Which brings us to the ladies of the cast and the analogy breaks down somewhat. Grace Kelly and Kim Novak remain resolutely clothed throughout. Deborah Shelton and Melanie Griffith, however ...
Ahem. Moving swiftly on ... 'Body Double' makes no bones about what it is. It's an exploitationer: the opening and closing credit scenes, playing on the tits 'n' gore B-movie horror tropes that define the shitty low-budget movie Mike is starring in, reinforce the aesthetic to the point of rubbing the viewer's nose it in. But it's an exploitationer in the way 'Inglourious Basterds' is a war movie: it juggles expectations, conforming to some items on the genre checklist while subverting others, and uses artifice to provide a commentary on how the genre defines itself and what the audience bring to the war movie or the sex 'n' violence flick, as well as testing how much directorial trickery and rug-pulling they're comfortable with. Audiences have perhaps been kinder to Tarantino than to de Palma in this regard.

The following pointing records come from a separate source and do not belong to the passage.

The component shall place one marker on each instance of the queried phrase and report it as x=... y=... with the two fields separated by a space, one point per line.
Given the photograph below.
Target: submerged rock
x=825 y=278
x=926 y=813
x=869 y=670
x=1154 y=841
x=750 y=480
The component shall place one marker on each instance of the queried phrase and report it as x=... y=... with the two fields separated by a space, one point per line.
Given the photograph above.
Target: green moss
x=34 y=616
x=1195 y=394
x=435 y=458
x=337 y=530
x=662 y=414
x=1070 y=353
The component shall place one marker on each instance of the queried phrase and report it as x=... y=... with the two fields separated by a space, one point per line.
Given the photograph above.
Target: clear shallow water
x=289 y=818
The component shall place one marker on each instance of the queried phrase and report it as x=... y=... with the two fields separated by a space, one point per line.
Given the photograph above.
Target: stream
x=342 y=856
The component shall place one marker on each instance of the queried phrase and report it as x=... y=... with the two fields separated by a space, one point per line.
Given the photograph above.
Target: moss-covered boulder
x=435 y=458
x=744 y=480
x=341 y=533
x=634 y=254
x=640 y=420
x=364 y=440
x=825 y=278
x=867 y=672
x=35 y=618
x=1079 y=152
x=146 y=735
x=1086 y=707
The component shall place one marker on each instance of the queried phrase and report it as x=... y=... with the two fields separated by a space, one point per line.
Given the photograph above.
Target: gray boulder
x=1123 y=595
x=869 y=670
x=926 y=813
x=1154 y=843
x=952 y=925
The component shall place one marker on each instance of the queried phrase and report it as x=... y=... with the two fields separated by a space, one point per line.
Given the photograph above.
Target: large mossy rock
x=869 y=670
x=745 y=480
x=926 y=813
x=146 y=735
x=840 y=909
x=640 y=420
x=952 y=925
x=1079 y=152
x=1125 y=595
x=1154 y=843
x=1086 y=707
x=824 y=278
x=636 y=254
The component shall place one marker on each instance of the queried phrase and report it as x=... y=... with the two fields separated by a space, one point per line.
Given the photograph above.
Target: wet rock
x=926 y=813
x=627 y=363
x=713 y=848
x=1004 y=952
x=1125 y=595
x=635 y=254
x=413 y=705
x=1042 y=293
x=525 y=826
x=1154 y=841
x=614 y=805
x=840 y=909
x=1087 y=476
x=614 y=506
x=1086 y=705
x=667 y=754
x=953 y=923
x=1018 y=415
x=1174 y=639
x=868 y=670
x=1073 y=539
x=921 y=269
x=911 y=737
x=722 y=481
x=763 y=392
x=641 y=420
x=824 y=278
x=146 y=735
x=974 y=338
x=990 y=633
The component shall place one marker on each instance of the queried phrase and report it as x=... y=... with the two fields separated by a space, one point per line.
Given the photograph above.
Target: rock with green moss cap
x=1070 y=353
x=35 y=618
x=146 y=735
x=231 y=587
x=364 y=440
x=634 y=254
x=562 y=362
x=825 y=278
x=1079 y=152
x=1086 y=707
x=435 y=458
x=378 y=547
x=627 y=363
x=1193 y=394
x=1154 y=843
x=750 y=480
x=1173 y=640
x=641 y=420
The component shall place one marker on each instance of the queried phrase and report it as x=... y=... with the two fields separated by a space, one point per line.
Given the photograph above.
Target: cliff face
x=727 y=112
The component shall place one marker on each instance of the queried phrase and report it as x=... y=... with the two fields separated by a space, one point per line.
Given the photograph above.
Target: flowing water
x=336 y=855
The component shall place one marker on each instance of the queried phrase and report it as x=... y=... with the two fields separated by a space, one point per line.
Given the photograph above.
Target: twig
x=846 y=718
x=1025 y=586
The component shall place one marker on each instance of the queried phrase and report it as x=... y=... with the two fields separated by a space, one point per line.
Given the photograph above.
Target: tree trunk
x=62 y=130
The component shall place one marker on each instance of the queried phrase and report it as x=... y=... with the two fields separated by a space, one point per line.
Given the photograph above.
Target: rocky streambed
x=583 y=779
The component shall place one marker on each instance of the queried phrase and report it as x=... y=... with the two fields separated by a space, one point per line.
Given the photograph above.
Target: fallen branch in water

Tarantino certainly demonstrates a better facility with actors in 'Inglourious Basterds'. De Palma, quite capable of eliciting good performances (Travolta in 'Blow Out', Costner in 'The Untouchables'), either doesn't try here or lets his performers mug their way through the shoot knowing he's not going to get much from them. Wasson is singularly awful. Gregg Henry is straight out of the pantomime villain school of acting. Deborah Shelton is radiance personified but not so hot in the acting stakes. Dennis Franz doesn't get enough screen time to make an impression. Which leaves Melanie Griffith. As the much-put-upon but kookily irrepressible porn starlet Holly Body, hers is the best turn in the film. And that, I think, pretty much says it all.
It's a good job, then, that de Palma is clearly saving himself for the set-pieces, of which there are many. Several are patently ludicrous (but then again, so is the baby-carriage/staircase scene in 'The Untouchables' and yet it suckers me in every time!), and as many again are tense, unpredictable and kinetically realised. The visuals are as glossy as the material demands, but compositions are effective and de Palma makes intriguing use of images built around different levels or spatial dislocations: the M.C. Escher-like layout of a mall populated by expensive boutiques; the staggered balconies of the beach house Mike follows Gloria to; the symmetrical blocks of concrete regulating the flow of an inlet channel to a reservoir.